Nope, it’s not some sort of dog service. Your puppy will decide to potty without any warning given and accidents may happen as it has not developed full control over its bladder/bowel yet. The “Taxi Service” is…simply picking the puppy up into arms and taking it to its potty area and setting it down. When should it be done?
- Right after your puppy wakes up.
- After it finishes eating or playing.
- When it shows you pre-elimination signs.
- When the puppy whines while being in the crate in the middle of the night or in the pen during the day.
Taxi the puppy for one month until it is 3 months old. Another taxi service version is to attach a leash and take the puppy out when it’s showing pre-elimination behavior.

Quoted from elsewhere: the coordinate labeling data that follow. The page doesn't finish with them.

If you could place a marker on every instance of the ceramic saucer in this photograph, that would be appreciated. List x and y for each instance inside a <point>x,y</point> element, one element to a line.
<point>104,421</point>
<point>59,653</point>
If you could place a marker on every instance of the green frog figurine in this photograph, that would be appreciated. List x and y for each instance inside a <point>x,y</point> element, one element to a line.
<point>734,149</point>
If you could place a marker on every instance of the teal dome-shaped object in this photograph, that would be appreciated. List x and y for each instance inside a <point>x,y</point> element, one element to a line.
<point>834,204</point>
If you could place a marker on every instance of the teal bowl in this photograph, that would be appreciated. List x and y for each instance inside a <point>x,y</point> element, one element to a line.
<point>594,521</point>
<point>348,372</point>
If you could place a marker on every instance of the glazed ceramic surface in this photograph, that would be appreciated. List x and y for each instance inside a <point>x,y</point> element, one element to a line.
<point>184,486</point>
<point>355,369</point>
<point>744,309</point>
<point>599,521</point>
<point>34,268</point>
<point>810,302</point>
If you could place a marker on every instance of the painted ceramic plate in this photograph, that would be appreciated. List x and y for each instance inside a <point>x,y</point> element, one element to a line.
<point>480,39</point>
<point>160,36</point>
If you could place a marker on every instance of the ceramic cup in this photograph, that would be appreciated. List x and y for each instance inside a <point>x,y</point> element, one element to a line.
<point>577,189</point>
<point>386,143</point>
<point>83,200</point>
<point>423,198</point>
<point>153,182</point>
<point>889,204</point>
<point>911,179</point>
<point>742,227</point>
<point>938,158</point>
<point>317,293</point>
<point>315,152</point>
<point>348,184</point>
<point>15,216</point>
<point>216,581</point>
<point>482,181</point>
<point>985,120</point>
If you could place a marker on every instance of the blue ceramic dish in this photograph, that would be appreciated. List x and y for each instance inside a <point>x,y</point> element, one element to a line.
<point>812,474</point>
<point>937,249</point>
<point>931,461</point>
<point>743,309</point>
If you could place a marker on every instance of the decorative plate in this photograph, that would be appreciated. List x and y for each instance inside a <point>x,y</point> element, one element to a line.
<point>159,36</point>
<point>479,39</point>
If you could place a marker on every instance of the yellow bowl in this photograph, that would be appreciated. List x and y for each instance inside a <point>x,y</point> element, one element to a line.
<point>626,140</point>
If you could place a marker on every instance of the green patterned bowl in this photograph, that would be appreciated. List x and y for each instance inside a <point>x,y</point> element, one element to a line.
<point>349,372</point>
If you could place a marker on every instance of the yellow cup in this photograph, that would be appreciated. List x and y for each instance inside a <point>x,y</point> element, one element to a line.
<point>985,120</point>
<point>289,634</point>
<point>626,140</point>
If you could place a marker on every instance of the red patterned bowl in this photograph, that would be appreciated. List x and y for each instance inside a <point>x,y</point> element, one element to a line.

Before the Bedtime and After Waking Up
Before going to bed, no matter whether the puppy is already asleep or not, take it to the potty area. In the morning, first take the puppy out of the crate/pen and “taxi” it to the potty area. After that feed him its breakfast and let it be in pen.
In Case You Are Not Home
If you have to leave puppy for several hours, confine it to its pen. Leave more space for it and place all necessities inside: bowls with water and food, pee-pads, its crate and make sure the designated potty area is far from its sleeping and feeding spots. You may also cover the whole area with thick layer of old papers or cover the floor inside the pen completely with pee-pads. Eventually, the puppy will ease itself right inside the pen but it’ll learn the type of surface that it eased itself on. Subsequently, it’ll find its own spot in the area where it prefers to eliminate – this area may be diminished slightly so that eventually you will have a few sheets of paper down in that place or one pee-pad only. Should it miss the pee-pad/paper, it means that you have reduced the area to soon: go back to papering a bigger area. You may face several set-backs before the puppy learns the proper potty habit completely.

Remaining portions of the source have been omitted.